Gabriel baru menaiki tangga waktu namanya dipanggil.
“Gabriel..” Gabriel berhenti dan menghampiri mamanya.
“Kenapa, ma?” tanyanya.
“Duduk sini. Mama mau ngomong sama kamu.” tante Nita menunjuk sofa di depannya. Gabriel duduk.
“Anak yang bernama Agni itu pacar kamu, kan?” tanyanya.
“Iya, ma.” jawab Gabriel.
“Anak yang cantik, polos, sopan dan kelihatannya baik. Tania ngomongin dia terus dari tadi. Katanya dia ngajarin Tania main gitar, ya?” katanya. Gabriel tersenyum.
“Iya, Tania minta diajarin main gitar. Walaupun banyakan bercanda dari pada belajarnya.” Gabriel tersenyum lagi.

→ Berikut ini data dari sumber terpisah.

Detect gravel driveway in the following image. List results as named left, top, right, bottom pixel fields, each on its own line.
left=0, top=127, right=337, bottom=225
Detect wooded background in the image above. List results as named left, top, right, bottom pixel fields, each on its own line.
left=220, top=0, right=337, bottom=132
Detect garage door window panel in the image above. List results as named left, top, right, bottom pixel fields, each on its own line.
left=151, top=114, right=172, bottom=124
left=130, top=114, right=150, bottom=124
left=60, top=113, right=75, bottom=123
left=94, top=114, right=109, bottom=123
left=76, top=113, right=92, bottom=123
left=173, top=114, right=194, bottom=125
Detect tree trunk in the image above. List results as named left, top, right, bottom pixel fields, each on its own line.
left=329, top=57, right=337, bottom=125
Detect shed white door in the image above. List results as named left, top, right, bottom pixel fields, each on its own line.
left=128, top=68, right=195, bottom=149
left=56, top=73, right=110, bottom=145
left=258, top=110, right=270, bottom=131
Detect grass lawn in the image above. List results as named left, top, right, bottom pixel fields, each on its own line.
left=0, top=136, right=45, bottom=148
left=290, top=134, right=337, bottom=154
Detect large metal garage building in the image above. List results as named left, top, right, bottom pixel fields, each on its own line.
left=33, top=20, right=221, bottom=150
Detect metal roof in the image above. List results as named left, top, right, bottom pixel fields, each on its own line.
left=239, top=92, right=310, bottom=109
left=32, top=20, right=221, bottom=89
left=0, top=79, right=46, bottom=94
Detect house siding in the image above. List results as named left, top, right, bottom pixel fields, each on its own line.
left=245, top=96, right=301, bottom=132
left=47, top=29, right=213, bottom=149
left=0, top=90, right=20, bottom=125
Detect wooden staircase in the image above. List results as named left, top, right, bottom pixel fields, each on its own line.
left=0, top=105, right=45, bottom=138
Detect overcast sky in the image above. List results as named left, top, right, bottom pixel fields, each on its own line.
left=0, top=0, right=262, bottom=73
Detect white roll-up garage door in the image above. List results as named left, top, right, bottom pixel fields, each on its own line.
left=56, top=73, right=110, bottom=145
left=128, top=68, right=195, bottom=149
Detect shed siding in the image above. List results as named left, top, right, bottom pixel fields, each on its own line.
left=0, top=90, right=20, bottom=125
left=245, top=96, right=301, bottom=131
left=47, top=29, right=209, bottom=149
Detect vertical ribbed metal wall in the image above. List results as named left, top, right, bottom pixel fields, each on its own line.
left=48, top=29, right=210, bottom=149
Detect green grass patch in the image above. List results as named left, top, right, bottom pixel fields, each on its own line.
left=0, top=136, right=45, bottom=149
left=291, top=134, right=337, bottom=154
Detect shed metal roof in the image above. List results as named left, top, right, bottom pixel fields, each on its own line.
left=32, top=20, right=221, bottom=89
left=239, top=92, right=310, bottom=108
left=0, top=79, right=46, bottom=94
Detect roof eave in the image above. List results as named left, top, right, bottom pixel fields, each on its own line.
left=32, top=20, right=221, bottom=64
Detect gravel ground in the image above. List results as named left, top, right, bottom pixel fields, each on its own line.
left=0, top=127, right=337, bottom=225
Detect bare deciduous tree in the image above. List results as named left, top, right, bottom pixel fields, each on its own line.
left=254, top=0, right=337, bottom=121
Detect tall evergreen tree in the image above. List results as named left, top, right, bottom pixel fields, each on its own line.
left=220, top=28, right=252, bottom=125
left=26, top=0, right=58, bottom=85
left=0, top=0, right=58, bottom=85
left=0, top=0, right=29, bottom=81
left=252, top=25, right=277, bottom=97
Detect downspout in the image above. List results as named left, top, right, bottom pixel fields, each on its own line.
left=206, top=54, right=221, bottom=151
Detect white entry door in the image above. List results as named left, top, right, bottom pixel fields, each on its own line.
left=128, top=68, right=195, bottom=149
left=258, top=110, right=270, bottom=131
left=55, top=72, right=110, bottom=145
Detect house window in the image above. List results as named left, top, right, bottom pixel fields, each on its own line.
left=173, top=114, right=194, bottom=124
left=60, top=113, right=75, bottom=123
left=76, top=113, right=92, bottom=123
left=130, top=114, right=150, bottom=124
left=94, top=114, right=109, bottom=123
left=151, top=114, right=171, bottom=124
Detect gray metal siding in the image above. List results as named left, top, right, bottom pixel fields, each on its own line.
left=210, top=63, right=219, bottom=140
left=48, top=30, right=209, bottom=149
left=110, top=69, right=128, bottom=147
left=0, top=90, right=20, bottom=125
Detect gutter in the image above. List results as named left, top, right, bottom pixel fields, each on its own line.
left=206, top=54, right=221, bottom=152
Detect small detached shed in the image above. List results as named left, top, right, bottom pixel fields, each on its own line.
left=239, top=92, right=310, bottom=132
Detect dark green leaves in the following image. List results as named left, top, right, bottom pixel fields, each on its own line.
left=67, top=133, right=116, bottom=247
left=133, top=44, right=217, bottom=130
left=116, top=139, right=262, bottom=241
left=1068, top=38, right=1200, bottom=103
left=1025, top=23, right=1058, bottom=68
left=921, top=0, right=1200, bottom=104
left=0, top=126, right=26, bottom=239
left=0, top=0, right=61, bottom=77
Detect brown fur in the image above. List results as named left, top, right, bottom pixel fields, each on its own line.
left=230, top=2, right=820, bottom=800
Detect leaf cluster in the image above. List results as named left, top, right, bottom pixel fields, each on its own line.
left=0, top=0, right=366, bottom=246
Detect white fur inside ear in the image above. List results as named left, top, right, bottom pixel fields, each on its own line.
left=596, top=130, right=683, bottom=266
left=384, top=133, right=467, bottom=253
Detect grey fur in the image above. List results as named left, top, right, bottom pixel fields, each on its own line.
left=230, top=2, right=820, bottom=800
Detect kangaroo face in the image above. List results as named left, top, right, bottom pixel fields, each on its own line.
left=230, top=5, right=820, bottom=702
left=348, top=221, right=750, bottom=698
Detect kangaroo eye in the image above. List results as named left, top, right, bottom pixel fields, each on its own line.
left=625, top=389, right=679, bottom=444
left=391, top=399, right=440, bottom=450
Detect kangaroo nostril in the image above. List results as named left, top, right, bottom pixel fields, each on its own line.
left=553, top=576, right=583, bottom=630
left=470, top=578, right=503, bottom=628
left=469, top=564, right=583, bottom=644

“Punya bakat bermusik juga. Dia jauh lebih baik dari semua cewek yang pernah kamu deketin, yang kebanyakan cuma bisa dandan. Kamu pinter cari pacar kayak dia.” pujinya. Gabriel tersipu malu.
“Yaah.. itu kan..”
“Putusin dia.” kata-kata tante Nita tajam dan menusuk. Gabriel tersentak.
“Put.. apa?!”
“Mama bilang putusin dia. Dia nggak pantes buat kamu.” ucapnya. Gabriel menatapnya tidak mengerti.
“Ma, tadi mama bilang dia baik, kenapa sekarang disuruh putus?! Apanya yang nggak pantes, ma?” tanya Gabriel.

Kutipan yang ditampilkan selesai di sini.